Por eso, esta oración de María, inmersa en la luz del mismo Dios, sigue al mismo tiempo abierta siempre hacia la tierra. Hacia todos los problemas humanos. Hacia los problemas de cada hombre y, a la vez, de todas las comunidades humanas, de las familias, de las naciones; hacia los problemas internacionales de la humanidad, como, por ejemplo los que me tocó suscitar ante la Asamblea de las Naciones Unidas, el 2 de octubre. Esta oración de María, este Rosario, está abierto constantemente hacia toda la misión de la Iglesia, hacia sus dificultades y esperanzas, hacia las persecuciones e incomprensiones, hacia cualquier servicio que ella cumple en relación con los hombres y los pueblos. Esta oración de María, este Rosario es precisamente así porque desde el principio ha estado invadida por la "lógica del corazón". En efecto, la madre es corazón. Y la oración se formó en ese corazón mediante la experiencia más espléndida de que fue partícipe: mediante el misterio de la Encarnación.

Dios nos ha dado, desde hace mucho tiempo, un signo: "He aquí que una Virgen concebirá y dará a luz un hijo que llamará Emmanuel" (Is 7, 14). Emmanuel, "que significa Dios con nosotros" (Mt 1 23). Con nosotros y para nosotros "para reunir en uno todos los hijo: de Dios que estaban dispersos" (Jn 11, 52).

6. Vengo, pues, aquí, al santuario de Pompeya, con el espíritu de esta oración, para vivir junto con vosotros ese signo de la profecía de Isaías. Y mientras participo en la oración de la Madre de Dios, que es "Omnipotentia supplex", deseo expresar, en unión de todos los peregrinos, el agradecimiento por esa múltiple misión, que últimamente he debido realizar entre los meses de septiembre y octubre. He hablado de ello más de una vez. He repetido las palabras y las ideas que Jesús había enseñado a los Apóstoles:

"Cuando hiciereis estas cosas que os están mandadas, decid: somos siervos inútiles. Lo que teníamos que hacer, eso hicimos" (Lc 17, 10). De ahí que sienta la necesidad de expresar mi agradecimiento, con mayor motivo, aquí, en este santuario a María y con María.

Y si mi gratitud se extiende a mismo tiempo a los hombres, lo hago sobre todo porque este mi servicio de Pedro, servicio papal, ha sido muy bien preparado por ellos, de rodillas; porque le han dado un profundo carácter de oración, carácter sacramental, eucarístico. ¿Podría pensar, sin emoción, en tantos hombres, muchos de ellos jóvenes, que con sacrificios y vigilias nocturnas han abierto camino al Espíritu que debía hablar?

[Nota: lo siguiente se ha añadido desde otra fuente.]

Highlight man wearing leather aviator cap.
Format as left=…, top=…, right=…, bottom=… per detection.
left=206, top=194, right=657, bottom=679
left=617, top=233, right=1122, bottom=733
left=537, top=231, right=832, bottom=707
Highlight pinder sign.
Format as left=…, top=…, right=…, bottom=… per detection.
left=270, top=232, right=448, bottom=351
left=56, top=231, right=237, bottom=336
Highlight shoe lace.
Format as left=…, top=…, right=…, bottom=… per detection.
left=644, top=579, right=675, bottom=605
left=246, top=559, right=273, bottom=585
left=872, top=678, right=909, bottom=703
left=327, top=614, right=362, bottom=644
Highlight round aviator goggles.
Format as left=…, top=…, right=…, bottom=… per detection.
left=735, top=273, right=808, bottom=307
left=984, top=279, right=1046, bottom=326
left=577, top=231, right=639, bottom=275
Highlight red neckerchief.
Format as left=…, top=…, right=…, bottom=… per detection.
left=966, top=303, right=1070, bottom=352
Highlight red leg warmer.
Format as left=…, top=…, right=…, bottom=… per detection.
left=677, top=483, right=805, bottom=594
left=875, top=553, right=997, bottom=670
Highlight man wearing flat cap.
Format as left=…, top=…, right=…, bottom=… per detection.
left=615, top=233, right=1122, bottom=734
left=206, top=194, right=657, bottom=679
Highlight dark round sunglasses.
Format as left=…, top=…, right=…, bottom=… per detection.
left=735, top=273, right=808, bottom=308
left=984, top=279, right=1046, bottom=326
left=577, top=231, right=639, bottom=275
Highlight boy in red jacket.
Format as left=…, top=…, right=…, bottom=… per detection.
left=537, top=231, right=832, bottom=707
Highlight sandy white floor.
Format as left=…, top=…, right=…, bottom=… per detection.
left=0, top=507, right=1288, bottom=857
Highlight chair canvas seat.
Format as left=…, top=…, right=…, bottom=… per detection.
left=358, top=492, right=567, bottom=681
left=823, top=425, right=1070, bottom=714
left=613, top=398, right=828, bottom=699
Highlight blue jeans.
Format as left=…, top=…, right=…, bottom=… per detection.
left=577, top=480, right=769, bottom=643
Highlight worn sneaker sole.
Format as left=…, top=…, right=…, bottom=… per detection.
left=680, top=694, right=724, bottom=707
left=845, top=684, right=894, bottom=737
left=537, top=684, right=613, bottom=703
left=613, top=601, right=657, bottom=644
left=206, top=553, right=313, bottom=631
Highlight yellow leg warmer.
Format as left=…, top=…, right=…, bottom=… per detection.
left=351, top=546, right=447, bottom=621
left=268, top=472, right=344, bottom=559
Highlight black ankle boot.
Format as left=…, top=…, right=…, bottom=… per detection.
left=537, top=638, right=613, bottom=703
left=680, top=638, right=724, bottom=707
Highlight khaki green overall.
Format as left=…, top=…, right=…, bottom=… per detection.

Debemos ciertamente acordarnos de esto. Porque en ello está el corazón mismo de este mi misterio; lo demás, es solamente una manifestación que humanamente se puede a veces leer con demasiada superficialidad. Cristo, en cambio nos enseña que el tesoro —es decir el valor esencial— está en el corazón (cf. Lc 12, 34).

Vengo, por tanto, aquí para da gracias por todo esto. Y si vengo también para pedir —¡cuánto hay que pedir y que suplicar!—, lo que principalmente pido es que la misión de la Iglesia, del Pueblo de Dios, la misión iniciarla en Nazaret en el Calvario, en el Cenáculo, se cumpla en nuestra época con toda su originaria claridad, y a la vez en consonancia con los signos d nuestro tiempo. Que, siguiendo e ejemplo de la Sierva del Señor, pueda yo —hasta cuando Dios disponga— permanecer fiel y humilde siervo de esta misión de toda la Iglesia y que sienta y recuerde y repita solamente esto: que soy un siervo inútil.